Baku has divided a large square plot of land into $N \times N$ smaller square fields. After planting $P$ seeds in each field, he checked them a week later and found that some seeds had sprouted while others had not. For example, the image below shows the state of sprouts in a $6 \times 6$ grid after planting 3 seeds in each field. The top-left field has two sprouts, and the bottom-right field has one sprout.

Baku, while looking over the fields, remembered the median he recently learned about. The median is one of a given set of odd-numbered values, which is the value exactly in the middle when the given values are sorted. For example, if the five given values are 0, 1, 2, 2, 3, the median is 2.

Baku is curious about how much the median and the mean can differ, so he wants to compare the median and the mean of the number of sprouts in each field. To examine various cases, the median and mean to be compared are calculated for adjacent $K \times K$ square fields. This allows for a total of $(N - K + 1) \times (N - K + 1)$ comparisons in the given $N \times N$ fields.

For example, if we calculate both the median and the mean for the $3 \times 3$ units of the fields in the image above, we get the table below. The number of sprouts in the top-left $3 \times 3$ fields are 2, 1, 0, 0, 1, 0, 2, 0, 1, so the median is 1 and the mean is $7/9$. For the top-right $3 \times 3$ fields, the median is 0 and the mean is $8/9$.

Baku wants to find the maximum value of the difference between the median and the mean. In the example above, the case with the maximum value is the part marked with a red square in the image below, where the median is 0 and the mean is 1, so the difference between the two values is 1.

For convenience in calculation, Baku wants to find the maximum value of the difference between the median and the mean multiplied by $K^2$. Therefore, the maximum value in the example above is 9. You must implement the following function for Baku.

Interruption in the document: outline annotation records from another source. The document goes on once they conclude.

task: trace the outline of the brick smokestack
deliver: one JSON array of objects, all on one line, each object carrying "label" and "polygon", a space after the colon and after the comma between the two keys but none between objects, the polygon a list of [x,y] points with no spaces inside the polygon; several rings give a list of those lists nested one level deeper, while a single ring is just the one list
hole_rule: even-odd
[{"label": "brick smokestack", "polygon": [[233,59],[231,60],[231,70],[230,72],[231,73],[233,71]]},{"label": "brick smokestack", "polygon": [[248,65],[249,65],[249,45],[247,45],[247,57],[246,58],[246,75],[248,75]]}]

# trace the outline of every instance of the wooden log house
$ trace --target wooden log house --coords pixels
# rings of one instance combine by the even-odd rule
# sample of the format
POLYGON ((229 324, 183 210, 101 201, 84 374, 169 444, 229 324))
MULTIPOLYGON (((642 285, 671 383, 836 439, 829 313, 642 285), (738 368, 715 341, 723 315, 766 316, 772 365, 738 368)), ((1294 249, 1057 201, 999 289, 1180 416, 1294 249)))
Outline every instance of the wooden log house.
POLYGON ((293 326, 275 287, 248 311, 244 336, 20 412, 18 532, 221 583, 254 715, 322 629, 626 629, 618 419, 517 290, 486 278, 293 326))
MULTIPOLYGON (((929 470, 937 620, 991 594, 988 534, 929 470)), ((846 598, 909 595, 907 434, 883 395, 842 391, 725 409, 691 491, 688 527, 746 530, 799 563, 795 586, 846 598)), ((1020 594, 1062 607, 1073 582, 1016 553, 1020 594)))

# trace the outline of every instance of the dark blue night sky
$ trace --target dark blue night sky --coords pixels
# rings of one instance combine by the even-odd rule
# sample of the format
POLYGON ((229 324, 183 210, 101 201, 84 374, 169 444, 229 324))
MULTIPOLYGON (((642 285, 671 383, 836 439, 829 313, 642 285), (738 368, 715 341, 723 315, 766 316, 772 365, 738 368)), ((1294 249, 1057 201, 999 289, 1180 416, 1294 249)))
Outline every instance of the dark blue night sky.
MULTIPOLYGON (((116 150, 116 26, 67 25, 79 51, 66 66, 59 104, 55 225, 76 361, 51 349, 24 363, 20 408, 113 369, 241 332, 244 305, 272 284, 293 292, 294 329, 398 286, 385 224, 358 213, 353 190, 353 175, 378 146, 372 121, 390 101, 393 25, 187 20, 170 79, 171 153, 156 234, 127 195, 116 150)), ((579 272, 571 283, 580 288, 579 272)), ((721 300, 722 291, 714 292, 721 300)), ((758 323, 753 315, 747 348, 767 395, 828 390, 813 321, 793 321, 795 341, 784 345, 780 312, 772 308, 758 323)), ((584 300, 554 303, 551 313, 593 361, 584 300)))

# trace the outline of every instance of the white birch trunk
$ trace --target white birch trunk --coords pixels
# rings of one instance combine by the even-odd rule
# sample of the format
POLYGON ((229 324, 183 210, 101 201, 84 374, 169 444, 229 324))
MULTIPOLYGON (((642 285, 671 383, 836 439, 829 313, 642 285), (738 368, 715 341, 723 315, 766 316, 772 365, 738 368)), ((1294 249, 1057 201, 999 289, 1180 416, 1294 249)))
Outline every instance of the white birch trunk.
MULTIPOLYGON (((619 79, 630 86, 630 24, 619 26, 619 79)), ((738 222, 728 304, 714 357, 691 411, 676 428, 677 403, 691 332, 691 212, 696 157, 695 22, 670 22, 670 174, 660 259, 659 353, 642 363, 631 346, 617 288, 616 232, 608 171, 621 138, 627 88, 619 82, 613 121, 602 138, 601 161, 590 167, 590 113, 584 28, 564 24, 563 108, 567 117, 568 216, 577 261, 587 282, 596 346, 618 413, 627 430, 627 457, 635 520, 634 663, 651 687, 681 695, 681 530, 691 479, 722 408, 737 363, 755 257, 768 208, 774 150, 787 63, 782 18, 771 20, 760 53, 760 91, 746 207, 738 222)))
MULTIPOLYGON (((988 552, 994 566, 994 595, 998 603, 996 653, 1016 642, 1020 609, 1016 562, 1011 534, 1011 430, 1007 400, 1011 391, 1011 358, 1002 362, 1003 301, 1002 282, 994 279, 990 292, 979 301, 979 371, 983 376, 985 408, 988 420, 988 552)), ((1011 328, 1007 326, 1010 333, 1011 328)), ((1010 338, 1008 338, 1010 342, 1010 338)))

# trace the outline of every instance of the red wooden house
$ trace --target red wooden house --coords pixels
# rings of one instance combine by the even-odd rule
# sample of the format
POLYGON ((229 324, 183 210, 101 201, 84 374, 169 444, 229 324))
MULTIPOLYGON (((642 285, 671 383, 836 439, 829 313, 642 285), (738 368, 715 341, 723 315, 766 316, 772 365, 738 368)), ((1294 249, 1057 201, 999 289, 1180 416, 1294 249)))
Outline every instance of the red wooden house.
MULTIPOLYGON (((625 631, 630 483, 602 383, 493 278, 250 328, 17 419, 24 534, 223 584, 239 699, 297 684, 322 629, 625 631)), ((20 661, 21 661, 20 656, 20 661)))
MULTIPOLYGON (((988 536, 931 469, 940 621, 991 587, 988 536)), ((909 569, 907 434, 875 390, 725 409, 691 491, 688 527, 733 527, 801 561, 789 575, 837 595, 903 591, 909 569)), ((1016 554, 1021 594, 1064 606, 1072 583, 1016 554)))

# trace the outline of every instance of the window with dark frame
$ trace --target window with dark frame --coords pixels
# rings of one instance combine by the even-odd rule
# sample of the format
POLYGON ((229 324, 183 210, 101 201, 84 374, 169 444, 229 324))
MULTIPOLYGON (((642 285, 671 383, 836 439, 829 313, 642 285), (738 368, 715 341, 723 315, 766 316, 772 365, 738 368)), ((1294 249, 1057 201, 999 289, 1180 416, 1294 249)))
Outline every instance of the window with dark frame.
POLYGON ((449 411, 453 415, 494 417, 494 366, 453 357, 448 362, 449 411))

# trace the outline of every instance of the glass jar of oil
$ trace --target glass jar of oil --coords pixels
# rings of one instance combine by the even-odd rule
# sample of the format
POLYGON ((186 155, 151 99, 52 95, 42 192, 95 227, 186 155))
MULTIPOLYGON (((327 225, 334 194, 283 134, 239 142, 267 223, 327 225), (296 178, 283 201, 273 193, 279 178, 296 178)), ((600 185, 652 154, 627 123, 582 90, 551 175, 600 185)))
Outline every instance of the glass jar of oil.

int diff( int K, int[][] V ) ; This function is called exactly once. $V$ is an $N \times N$ array (vector). The number of sprouts in each field $V[0..N-1][0..N-1]$ is given as an argument. Find and return the maximum value of the difference between the median and the mean calculated for $K \times K$ units, multiplied by $K^2$.

Implementation Details

You must submit a single file named sprout.cpp. This file must contain the implementation of the following function:

int diff( int K, int[][] V ) ;

This function must operate as described above. Of course, you may create other functions and use them internally. The submitted code must not perform input/output or access other files.

Grader Example

The provided grader reads input in the following format:

• line 1: $N$ $K$ ($N$: size of the field, $K$: size of the region)
• line 2+$i$ ($0 \le i \le N-1$): $V_{i0}$ $V_{i1}$ $\dots$ $V_{iN-1}$ ($V_{i0}, V_{i1}, \dots, V_{iN-1}$: number of sprouts in row $i$)

The provided grader outputs the value returned by your code's diff() function.

Constraints

• $1 \le N \le 2,000$
• $K$ is an odd number and $1 \le K \le N$
• $0 \le V_{ij} \le 30$ ($0 \le i, j \le N-1$)

Subtasks

• Subtask 1 [17 points]: $N \le 100$
• Subtask 2 [24 points]: $N \le 300$
• Subtask 3 [42 points]: $N \le 700$
• Subtask 4 [67 points]: No additional constraints.

Examples

Input 1

6 3
2 1 0 1 0 2
0 1 0 3 0 0
2 0 1 0 0 2
1 2 2 2 2 0
1 2 2 0 0 1
0 1 0 0 2 1

Output 1

9

Input 2

4 3
10 20 10 20
20 10 20 10
10 20 10 20
20 10 20 10

Output 2

40

Figure 1. The state of sprouts in a 6x6 grid after planting 3 seeds in each field.